In the present case of Bonanzo Engg & Chemicals P Ltd vs Commissioner of Central Excise - 2012(277)ELT145(SC), the assessee was a small scale manufacturer who wanted to avail of the exemption under notification No.175/86-CE. This notification permits exemption, if the previous clearances do not exceed a certain amount. The manufacturer by mistake paid duty on certain goods cleared by him which were exempted. He also did not claim refund because of the same wrong impression. Now the adjudicating authority, the appellate commissioner and even the tribunal, all held the view that the duty having been paid on the goods, the value of the goods would have to be added to the value of the clearances. The tribunal did one better by holding that, "It is admitted fact that the appellants have not availed of the exemption provided under notification No. 111/88 while clearing the goods classifiable under Heading 84.37. It has not been brought on record that the Appellants have claimed any refund of the said duty. Accordingly it cannot be claimed by them that the goods were exempted from payment of duty. The value of the clearance of goods falling under heading 84.37 being cleared on payment of duty has to be taken into account by computing the value of clearances for the purpose of notification No. 175/86. In view of this the duty has been confirmed against them rightly."

Here, we particularly notice that the tribunal has said, "Accordingly it cannot be claimed by them that the goods were exempted from payment of duty". This statement of the tribunal is nothing less than a theoretical blunder.

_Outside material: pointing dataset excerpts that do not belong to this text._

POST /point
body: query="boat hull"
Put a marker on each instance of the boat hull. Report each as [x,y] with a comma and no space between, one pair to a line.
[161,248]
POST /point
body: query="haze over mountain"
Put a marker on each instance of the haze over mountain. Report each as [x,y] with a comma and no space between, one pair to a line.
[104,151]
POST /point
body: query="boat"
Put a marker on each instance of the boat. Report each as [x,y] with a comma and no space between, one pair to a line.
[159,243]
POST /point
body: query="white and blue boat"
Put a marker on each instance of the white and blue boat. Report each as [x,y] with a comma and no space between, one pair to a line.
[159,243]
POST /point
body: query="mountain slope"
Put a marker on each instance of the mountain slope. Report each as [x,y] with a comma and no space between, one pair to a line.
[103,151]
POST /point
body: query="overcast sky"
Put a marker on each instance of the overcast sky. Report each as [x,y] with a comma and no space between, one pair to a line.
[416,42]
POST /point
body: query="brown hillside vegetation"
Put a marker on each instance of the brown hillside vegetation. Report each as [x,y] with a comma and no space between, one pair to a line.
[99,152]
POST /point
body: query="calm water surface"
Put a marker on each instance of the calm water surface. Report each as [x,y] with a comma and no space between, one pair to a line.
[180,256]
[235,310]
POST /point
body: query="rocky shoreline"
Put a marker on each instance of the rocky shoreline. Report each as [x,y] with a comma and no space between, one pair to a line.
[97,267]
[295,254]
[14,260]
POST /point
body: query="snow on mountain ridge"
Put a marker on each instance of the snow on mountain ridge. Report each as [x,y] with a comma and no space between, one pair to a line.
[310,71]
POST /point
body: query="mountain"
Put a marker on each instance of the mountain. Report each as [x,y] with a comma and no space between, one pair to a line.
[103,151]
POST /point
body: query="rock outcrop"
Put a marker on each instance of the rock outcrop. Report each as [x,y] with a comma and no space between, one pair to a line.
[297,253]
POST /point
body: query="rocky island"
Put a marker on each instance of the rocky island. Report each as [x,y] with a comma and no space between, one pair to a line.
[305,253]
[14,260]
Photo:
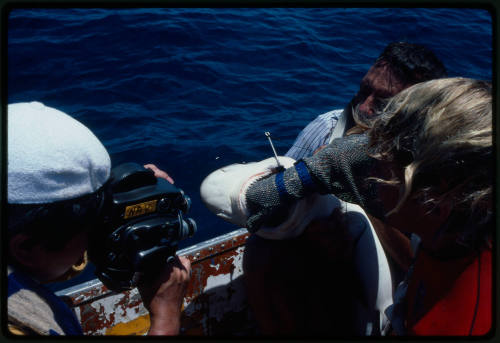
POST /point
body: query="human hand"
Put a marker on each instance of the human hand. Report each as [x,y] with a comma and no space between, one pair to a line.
[163,296]
[159,173]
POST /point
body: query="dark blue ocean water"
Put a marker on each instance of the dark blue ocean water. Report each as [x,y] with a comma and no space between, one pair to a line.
[192,90]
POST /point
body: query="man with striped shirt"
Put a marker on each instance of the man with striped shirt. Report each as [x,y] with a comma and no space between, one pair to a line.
[278,273]
[398,67]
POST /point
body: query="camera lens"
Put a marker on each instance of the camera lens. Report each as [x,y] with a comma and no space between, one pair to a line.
[188,228]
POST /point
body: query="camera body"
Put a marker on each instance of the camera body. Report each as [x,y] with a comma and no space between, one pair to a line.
[141,223]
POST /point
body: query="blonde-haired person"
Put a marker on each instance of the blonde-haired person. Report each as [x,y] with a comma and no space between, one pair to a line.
[423,177]
[436,138]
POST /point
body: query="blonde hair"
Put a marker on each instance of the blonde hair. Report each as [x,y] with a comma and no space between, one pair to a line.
[440,132]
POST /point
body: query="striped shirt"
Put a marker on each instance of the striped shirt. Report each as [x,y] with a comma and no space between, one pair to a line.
[314,135]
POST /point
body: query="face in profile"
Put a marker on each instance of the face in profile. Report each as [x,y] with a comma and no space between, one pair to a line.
[378,84]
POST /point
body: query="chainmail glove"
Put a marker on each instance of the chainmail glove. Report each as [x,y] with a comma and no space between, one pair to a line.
[340,169]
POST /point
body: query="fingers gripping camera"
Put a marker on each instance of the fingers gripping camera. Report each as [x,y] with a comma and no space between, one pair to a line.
[140,227]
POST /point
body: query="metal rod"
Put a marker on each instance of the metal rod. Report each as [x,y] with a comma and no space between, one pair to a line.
[268,135]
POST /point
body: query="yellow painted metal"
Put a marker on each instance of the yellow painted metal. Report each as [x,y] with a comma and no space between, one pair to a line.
[137,327]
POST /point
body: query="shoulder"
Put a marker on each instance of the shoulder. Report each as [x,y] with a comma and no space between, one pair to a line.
[329,115]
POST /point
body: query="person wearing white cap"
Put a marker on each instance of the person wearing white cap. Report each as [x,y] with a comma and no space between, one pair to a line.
[57,169]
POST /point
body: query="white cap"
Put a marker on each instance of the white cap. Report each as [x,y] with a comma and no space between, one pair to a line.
[51,156]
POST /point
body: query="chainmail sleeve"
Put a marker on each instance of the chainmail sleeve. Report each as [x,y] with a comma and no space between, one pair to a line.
[340,169]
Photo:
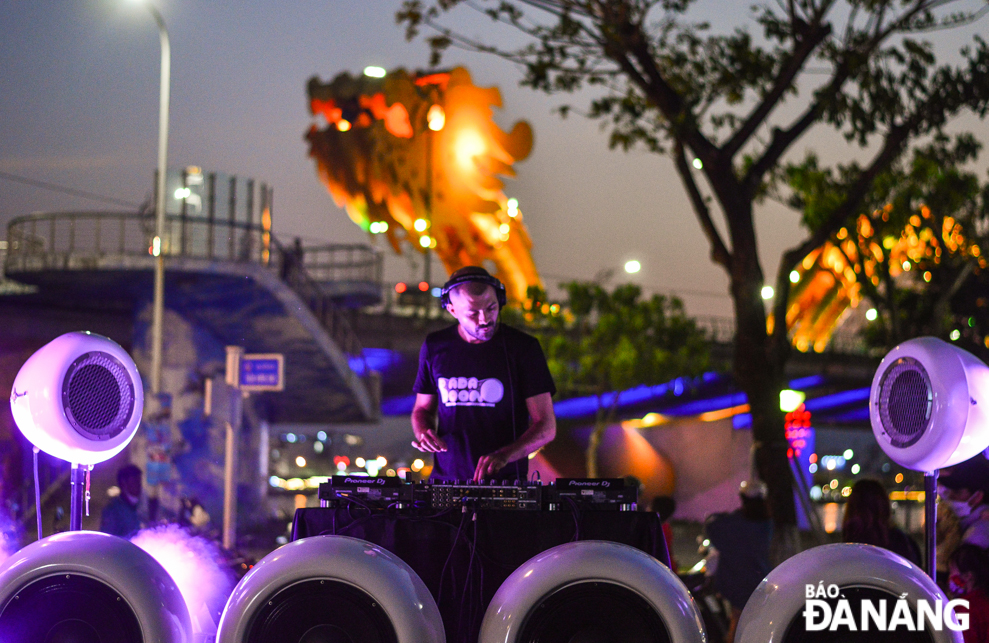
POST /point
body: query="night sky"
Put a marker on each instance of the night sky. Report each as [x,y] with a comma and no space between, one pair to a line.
[79,108]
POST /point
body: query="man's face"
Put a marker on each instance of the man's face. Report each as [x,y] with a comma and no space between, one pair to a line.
[477,314]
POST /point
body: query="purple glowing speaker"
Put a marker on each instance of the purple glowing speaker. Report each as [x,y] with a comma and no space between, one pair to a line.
[929,404]
[88,586]
[78,398]
[592,591]
[331,588]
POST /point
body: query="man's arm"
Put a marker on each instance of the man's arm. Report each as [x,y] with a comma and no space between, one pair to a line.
[424,424]
[541,431]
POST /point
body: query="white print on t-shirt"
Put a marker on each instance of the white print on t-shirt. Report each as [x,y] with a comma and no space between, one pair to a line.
[470,391]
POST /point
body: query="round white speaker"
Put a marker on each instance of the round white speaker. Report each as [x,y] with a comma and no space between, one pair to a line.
[592,592]
[89,586]
[78,398]
[929,404]
[331,588]
[854,573]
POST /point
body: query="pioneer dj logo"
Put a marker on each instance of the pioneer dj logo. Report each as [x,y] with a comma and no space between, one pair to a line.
[470,391]
[363,481]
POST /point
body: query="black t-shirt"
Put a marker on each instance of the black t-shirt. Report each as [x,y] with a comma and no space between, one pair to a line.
[473,384]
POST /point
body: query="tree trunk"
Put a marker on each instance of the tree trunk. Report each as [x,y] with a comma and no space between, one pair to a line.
[759,372]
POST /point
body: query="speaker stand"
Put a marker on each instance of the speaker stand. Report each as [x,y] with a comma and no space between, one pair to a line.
[77,490]
[930,523]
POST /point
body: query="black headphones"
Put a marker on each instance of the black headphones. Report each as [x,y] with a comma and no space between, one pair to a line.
[477,274]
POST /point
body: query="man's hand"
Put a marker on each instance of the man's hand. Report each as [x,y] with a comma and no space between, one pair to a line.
[428,442]
[490,464]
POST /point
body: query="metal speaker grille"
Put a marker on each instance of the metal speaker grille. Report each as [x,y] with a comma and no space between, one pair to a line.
[906,402]
[98,396]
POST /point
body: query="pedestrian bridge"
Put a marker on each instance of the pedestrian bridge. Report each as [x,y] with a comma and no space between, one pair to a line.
[232,279]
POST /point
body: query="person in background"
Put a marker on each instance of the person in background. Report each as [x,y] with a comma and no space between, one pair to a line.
[964,488]
[121,516]
[867,521]
[159,432]
[968,579]
[742,538]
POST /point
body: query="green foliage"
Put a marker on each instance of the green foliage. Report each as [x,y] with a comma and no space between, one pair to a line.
[739,101]
[603,341]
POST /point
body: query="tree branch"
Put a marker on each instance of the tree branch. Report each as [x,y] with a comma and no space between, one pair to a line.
[719,253]
[655,87]
[782,139]
[807,44]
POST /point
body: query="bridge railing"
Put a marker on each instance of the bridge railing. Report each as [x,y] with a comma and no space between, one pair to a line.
[92,240]
[721,330]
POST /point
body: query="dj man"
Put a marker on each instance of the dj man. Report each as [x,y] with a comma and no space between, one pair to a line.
[487,382]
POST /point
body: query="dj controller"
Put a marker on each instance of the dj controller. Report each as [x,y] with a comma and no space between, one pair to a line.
[565,494]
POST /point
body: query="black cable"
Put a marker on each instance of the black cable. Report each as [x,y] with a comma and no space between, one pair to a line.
[65,190]
[453,547]
[575,512]
[511,397]
[468,595]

The Supreme Court has clearly observed that this view is wrong. The exact language used by the Supreme Court is the following: "In our view merely because the assessee, may be by mistake, pays duty on the goods which are exempted from such payment, does not mean that the goods would become goods liable for duty. Secondly merely because the assessee has not claimed any refund on the duty paid by him would not come in the way of claiming benefit of the exemption notification 175/86 C E dated 1.3.1986". This shows the view of the tribunal is fundamentally wrong on both counts.

Although the Supreme Court has not mentioned this, I would like to point out here that at the level of the tribunal, a fundamental principle of interpretation should have been known that dutiability of a commodity does not come by analogy or inference. There are many judgments of high courts and the Supreme Court which have stoutly defended the citizen from such inroads into his legitimate rights to pay tax only when words in the statutes clearly provide for it. No taxation by implication is the rule of interpretation, held the Supreme Court in the case of CCE Pondicherry vs ACER India Ltd - 2004(172)ELT289(SC).

The conclusion is the following-

A. The CBEC should issue a circular incorporating the principle laid down by the Supreme Court in this case that just because the assessee pays duty on exempted goods, the goods do not become dutiable.

B. The small scale exemption notification No 175/86 C E has become a labyrinth. It has been amended at times without number. There are more than 1,015 reported cases on this subject according to one publication. This exemption should be simplified before the Budget is passed.